Within a mature organization, the CIO is a leadership role. It is a commanding knowledge of missions, policies, processes and human capital towards a level of technical agility and informational relevance. The CIO is an enabler who takes the visions, strategies, and planning of the executive level and creates the infrastructure that will exist to support it.

  • From Information to Insight/Intelligence: Today, many organizations/ businesses are shallow in the corporate knowledge. It is people (not machines) that understand "why" the numbers or data is saying what it is saying. We need interpreters that have a comprehension/synthesis level understanding of the business enterprise (not just fact-based information), CIOs and effective IT are business information stewards, play a significant role in capturing business/customer insight and bridging the cognitive difference.
  • CIOs as “T”- Shape specialized generalists to apply Five WHYs to diagnose root causes: Knowledge Management is missing, most organizations do not have the IT or Business SMEs (Subject Matter Experts) that can answer the "why" question to the data that is gathered, or the information being called "Business Intelligence." High mature CIOs and IT don’t only look at symptoms but dig into root causes.

3. Capability-Problem Solving/Handle complexity/Make Profitability

Capability = Capacity + Ability, high mature CIOs have strong capabilities to solve critical business problems, break down complexity into logical steps to streamline business execution, also contribute to business profitability.

  • Reduce Complexity: Develop strategies and processes so as IT contributes more to reduce the organization’s unnecessary complexity 
  • The dollar value CIOs bring to the company: In terms of increased ROE, increased efficiency, shorter time-to-market for the new product offering, cost-saving, business revenue generation, etc... 
  • Leverage limited resource to Growth: While people are an integral part of any success, strategic IT is different from strategic recruiting, the moral of the story is you can't run a business by categorizing one vertical purely as a profit/cost center, you could be closing many opportunities to grow by leveraging strengths of those verticals. But the real question is:  If you have a limited amount to spend on growing your company, where and how will you invest? 
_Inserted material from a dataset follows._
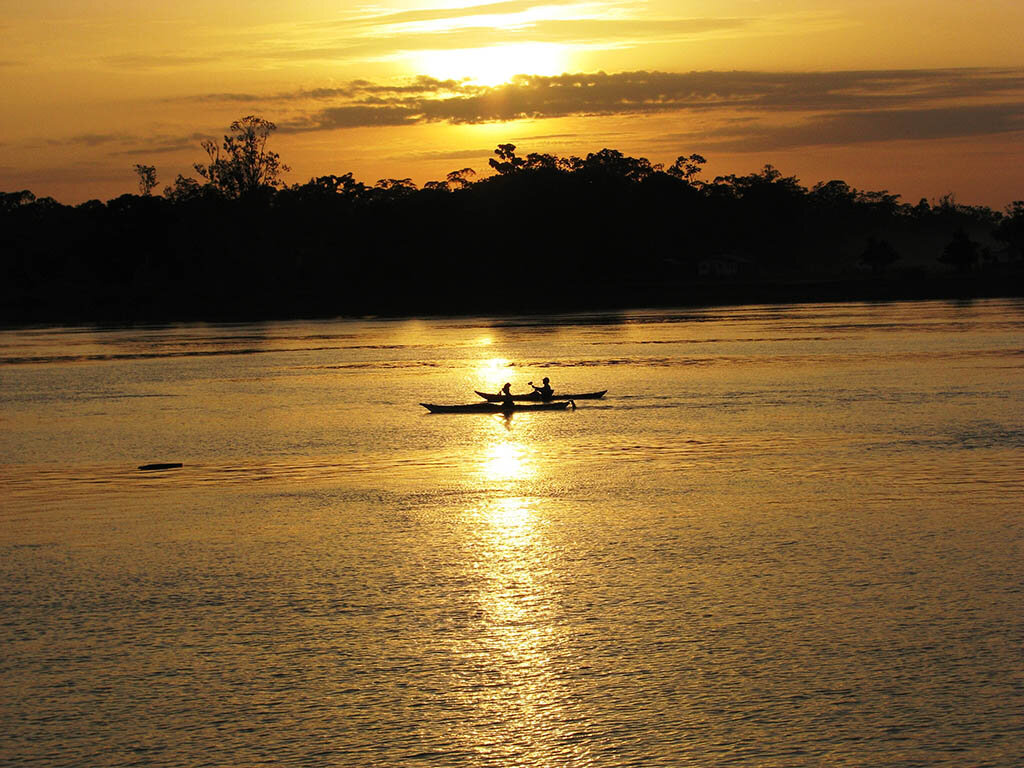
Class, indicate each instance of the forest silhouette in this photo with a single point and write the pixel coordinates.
(542, 233)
4. Influence - Ability to engage others in a CIO's vision and strategic plan

  • Leadership influence: What determines the level of the CIO position is the impact he/she has made on others (and hence his/her reputation, his/her reporting line, his/her title), hopefully further to his/her achievements, rather than his/her mere achievements for the company bottom line that helped him/her reach his current level. 
  • Position Influence: Another factor (not always a good one) such as: Does he/she sit at the big table (the board). Are they part of the core operating committee of the company? What has there been a progression within the company? Span of Control - total team and number of direct reports. That would indicate leadership and influence.  
  • Knowledge/Social Influence: High mature CIOs are usually thought leaders, who make influence through their breadth of business knowledge and the depth of IT insight, they are also social influencers for varying subjects such as technology, education, customer., etc.
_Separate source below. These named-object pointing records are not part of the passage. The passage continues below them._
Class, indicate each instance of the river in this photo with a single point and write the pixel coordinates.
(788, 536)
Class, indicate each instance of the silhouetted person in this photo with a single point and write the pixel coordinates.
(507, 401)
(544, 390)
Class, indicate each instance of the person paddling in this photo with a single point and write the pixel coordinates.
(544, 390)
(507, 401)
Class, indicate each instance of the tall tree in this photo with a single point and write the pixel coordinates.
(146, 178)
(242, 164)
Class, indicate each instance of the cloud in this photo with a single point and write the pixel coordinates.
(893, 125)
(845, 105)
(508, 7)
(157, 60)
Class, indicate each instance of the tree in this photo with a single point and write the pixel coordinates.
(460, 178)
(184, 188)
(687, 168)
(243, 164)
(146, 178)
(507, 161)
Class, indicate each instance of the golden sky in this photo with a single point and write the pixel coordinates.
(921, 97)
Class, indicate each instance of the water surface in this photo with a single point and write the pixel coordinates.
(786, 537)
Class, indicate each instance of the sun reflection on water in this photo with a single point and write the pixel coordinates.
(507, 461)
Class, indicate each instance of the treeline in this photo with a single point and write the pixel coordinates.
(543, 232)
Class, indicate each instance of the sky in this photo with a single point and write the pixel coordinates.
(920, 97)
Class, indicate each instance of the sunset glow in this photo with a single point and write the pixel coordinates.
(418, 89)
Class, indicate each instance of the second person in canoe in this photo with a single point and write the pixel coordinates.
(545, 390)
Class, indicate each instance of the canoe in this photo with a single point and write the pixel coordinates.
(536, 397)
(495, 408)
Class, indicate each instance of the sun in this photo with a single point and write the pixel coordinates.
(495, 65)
5. Innovation - Ideas brought to the Table for Implementation

Innovation is not serendipity at the digital era, it’s how to transform novel ideas into the business value, and it’s manageable. CIOs and IT are in the right position in managing innovation processes and measure results accordingly.
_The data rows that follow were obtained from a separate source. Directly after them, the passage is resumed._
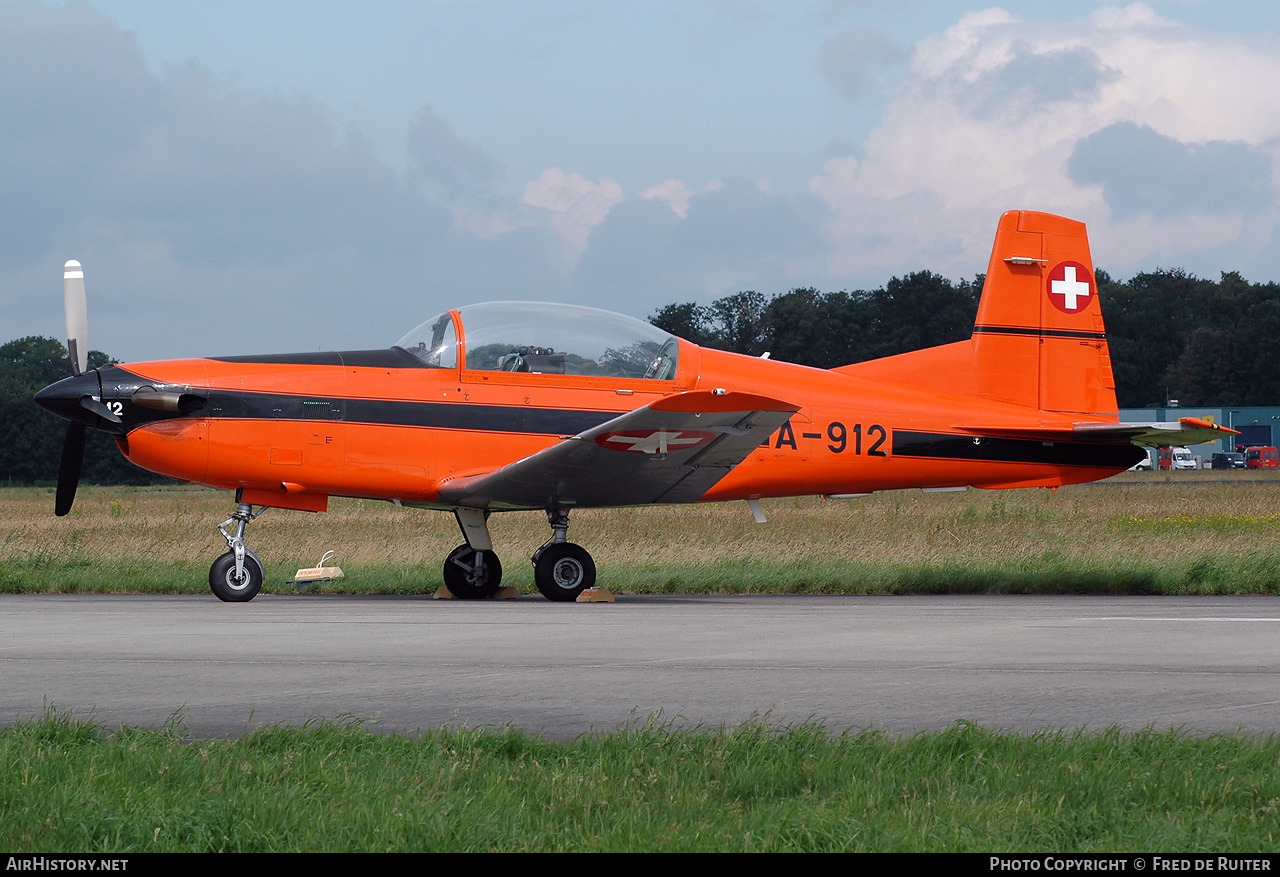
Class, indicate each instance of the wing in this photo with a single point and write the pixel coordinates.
(1185, 430)
(670, 451)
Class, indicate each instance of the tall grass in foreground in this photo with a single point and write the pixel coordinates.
(73, 786)
(1184, 533)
  • Innovation methodology: Adopt innovative methods to increase IT and Business organization's agility and competitiveness.  
  • Innovation process and technology: Align and utilize technology and processes to increase business revenue, increase customer satisfaction and customer loyalty, optimize total operational costs.
  • Cultivate the culture of innovation: Enforce open communication, and enhance learning agile, build up a creative and productive working environment by taking advantage of the latest technology tools. 
When CIOs climb the upward maturity path, then their IT organizations will also move up to achieve the high-performance result, which will directly drive the business’s overall capabilities to compete for long-term growth.